Islam: Reporting in Context and With Complexity
This collection of articles explores the challenges journalists encounter in their coverage of Islam in the wake of 9/11. Words and images that follow speak to these difficulties but also address ways in which journalists—and scholars who study Islam—are striving to anchor their work in a knowledgeable context and imbue it with essential layers of complexity.
Today I search for lessons gained from 55 years of personal involvement in the Middle East, including 37 years during which I lived in predominantly Muslim countries. Throughout this half century and more I've been, as I remain, an avid consumer of information and analysis produced by a consistently excellent corps of international journalists reporting from this part of the world. Because I was for 26 years a producer of intelligence about the Middle East for the Central Intelligence Agency's (CIA) Clandestine Service, I have a special appreciation of the extraordinary challenges that confront those in both occupations who strive to understand and explain to others the complexity of developments—especially their underlying causes and long-term effects—throughout this fascinating region.
In looking back, I am often struck by the similarities, rather than the differences, between these two otherwise strictly compartmented professions of intelligence collection and news reporting. I therefore hope to give no offense to my many valued friends in the Fourth Estate if I make the observation that successful spies and successful news hawks often impress me as being products of the same gene pool—individuals who are by nature inquisitive and persistent, with keen powers of observation and analysis—all dedicated to mastering the art of persuasive communication.
Being cousins of a sort, intelligence officers and journalists share a critical responsibility to convey to readers the meaning behind events that they observe and report.
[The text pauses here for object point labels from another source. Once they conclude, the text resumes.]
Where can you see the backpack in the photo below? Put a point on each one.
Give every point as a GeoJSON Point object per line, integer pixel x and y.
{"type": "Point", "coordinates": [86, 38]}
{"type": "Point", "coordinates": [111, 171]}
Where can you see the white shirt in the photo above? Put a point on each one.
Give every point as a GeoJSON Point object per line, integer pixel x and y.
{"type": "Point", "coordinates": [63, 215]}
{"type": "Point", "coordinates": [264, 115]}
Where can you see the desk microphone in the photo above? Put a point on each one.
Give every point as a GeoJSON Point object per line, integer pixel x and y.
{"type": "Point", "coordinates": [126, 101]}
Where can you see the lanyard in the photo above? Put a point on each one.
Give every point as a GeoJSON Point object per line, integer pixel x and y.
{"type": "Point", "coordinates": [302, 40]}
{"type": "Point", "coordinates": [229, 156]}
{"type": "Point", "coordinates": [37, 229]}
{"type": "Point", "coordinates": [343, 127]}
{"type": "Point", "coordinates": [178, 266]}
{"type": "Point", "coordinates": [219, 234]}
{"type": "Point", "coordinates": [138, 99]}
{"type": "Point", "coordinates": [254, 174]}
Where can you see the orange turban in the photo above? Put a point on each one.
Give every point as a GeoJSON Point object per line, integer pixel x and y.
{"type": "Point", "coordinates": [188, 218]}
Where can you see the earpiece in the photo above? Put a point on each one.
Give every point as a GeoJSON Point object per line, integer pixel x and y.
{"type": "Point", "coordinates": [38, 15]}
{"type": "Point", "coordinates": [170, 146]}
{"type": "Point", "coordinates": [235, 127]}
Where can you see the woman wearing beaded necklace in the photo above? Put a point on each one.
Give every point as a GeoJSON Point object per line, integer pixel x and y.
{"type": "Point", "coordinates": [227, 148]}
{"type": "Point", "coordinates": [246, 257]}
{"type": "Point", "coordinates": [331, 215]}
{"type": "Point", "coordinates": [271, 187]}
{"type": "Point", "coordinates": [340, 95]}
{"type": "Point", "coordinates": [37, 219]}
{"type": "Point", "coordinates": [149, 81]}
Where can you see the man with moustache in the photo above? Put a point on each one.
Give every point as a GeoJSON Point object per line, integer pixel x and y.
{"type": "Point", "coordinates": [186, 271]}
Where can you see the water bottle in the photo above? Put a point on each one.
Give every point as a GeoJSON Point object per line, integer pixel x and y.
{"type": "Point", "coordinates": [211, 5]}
This calls for the special qualities of sensitivity to nuance, clarity of vision, objectivity and, ever more important these days, intellectual honesty in the face of constant temptations to tailor the message to reinforce the preconceptions and satisfy the prejudices of our respective "customer bases."
Failure to See What Needs to Be Seen
With these observations in mind, I will now speak strictly from the perspective of a loyal but deeply concerned alumnus of the CIA. Let me start by emphasizing my view that the most dangerous threat facing the United States early in this new century is the difficulty Americans seem to have, individually and collectively, in hearing and understanding viewpoints different from our own. As a result, we experience persistent failure either in appreciating or taking adequately into consideration the fundamental social and political realities that motivate people of other nationalities and cultures whose actions and policies we presume to judge and whose destinies we sometimes arrogantly undertake to control directly.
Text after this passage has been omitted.